Zbigniew Broniarek zaczynał swoją karierę jako dziennikarz Życia Warszawy, tłumacząc depesze prasowe. Szybko awansował na korespondenta zagranicznego Trybuny Ludu, zostając nawet akredytowanym przedstawicielem w Białym Domu oraz stałym korespondentem w Paryżu i Sztokholmie.  Tytuł książki zdradzam nam, że Broniarek biegle komunikował się używając angielskiego, niemieckiego, francuskiego, portugalskiego, hiszpańskiego, szwedzkiego oraz włoskiego.

To, co wyróżnia tę pozycję, to odmienne od powszechnego spojrzenie na naukę języków. Dzisiaj otaczają nas one dosłownie wszędzie. Rynek szkół językowych cały czas się powiększa, a gdy nie chcemy zapisać się na kurs, możemy robić to przy pomocy komputera czy smartfona. Wyobraźmy sobie jednak sytuację osoby, która tuż po II Wojnie Światowej chciała podjąć się tego karkołomnego zadania. Pierwszą barierą był brak wolnego obiegu podręczników oraz ich archaiczny charakter. Drugą, poważniejszą barierą, były kwestie polityczne. Język angielski był przecież na cenzurowanym.

W książce występują dwa rodzaje wątków. Pierwszy z nich, to pełne anegdot pamiętnikowe opowiadania o pracy tłumacza w okresie PRL. Drugi typ – to wskazówki dotyczące metod nauki języków obcych. Z pewnością jest to lektura obowiązkowa dla studentów kierunków filologicznych, chcących związać swoją przyszłość z zawodem tłumacza.  Możliwe, że niektórzy potraktują ją jako dobrą przestrogę, gdyż autor wyraźnie daje nam do zrozumienia, że rola tłumaczy jest społecznie niedoceniania.

broniarek Gdy autor przechodzi do opisu wykorzystywanych przez siebie metod, wprawia nas w osłupienie. Jego pierwsze doświadczenia polegały na zapamiętywaniu i recytowaniu tekstów w obcym języku. Przy okazji, dowiadujemy się, że w czasach jego młodości sporym osiągnięciem technicznym było korzystanie z lingwafonów. Czym są lingwafony? Odpowiedź na to pytanie znajdziecie na kartach książki 😉

Autorska metoda Broniarka okazuje się być jak najbardziej nowoczesną. Tak się złożyło, że  przerwach w lekturze książki powtarzałem podstawy niemieckiego przy pomocy Duolingo. Ku mojemu zdziwieniu okazało się, że opracowana kilkadziesiąt lat temu metoda jest podstawą działania tej aplikacji! W czasach kartki i papieru, wymagała ona konsekwencji i skrupulatności. Obecnie wszystko   sprowadza się do uzupełniania wskazanych zdań.

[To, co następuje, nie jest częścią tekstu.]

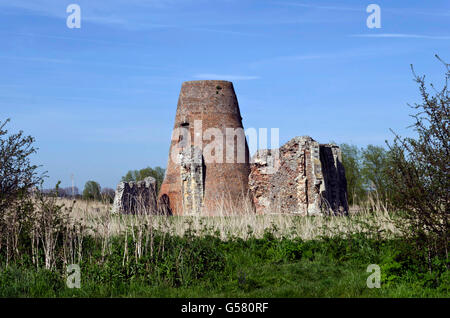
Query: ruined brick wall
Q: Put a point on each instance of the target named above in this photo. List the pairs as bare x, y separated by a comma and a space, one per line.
300, 177
216, 105
136, 197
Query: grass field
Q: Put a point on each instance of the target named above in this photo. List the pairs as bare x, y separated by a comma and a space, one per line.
242, 255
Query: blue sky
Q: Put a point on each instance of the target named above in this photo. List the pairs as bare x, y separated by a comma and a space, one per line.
101, 100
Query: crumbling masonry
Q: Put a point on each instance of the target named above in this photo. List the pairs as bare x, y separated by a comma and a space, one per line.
301, 177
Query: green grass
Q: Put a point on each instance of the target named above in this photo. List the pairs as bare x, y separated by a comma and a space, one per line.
268, 267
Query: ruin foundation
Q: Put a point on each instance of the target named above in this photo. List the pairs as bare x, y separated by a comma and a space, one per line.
136, 197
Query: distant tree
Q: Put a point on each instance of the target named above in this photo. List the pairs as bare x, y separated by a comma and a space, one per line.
420, 172
374, 165
351, 160
17, 175
92, 191
68, 191
138, 175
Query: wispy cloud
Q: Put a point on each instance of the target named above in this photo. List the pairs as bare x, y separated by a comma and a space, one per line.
402, 35
322, 7
225, 77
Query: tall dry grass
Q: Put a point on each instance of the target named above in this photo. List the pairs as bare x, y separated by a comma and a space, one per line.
371, 215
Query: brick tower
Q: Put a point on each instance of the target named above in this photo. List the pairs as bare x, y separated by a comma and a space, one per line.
199, 180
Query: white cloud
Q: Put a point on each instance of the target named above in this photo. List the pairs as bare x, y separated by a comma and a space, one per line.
402, 35
226, 77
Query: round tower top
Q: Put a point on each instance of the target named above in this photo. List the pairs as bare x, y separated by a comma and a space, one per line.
207, 83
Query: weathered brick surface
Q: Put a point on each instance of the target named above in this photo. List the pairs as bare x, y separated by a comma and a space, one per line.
136, 197
216, 105
300, 177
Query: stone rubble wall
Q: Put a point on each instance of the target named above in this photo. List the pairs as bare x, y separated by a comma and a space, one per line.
136, 197
301, 177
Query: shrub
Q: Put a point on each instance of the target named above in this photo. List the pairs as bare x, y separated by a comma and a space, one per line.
419, 171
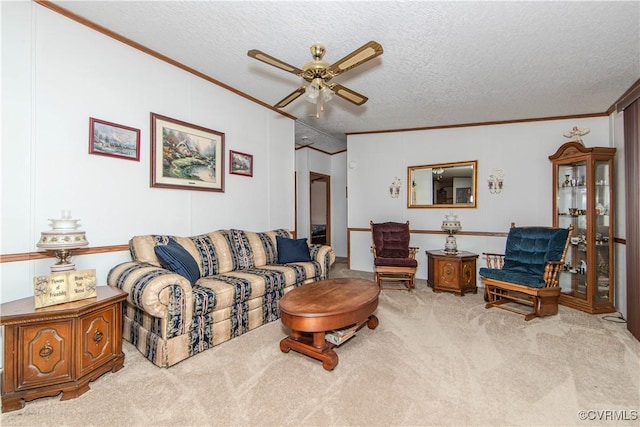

Podsumowując, dlaczego warto przeczytać tę książkę? Każdy rozdział kończy się jasnymi wskazówkami, jak postępować, ucząc się języka. Daje ona też dużą dawkę motywacji do nauki. Autor obala w niej mit o dzieleniu ludzi na posiadających i nie posiadających zdolności językowych.

Przy okazji zachęcam Was do zapoznania się z całym dorobkiem Zbigniewa Broniarka. Na YouTubie znajdziecie nagrania z jego udziałem. Zdecydowanie był on człowiekiem minionej już epoki, co czyni go świetnym wzorem do naśladowania dla młodych dziennikarzy i adeptów sztuki translatorskiej.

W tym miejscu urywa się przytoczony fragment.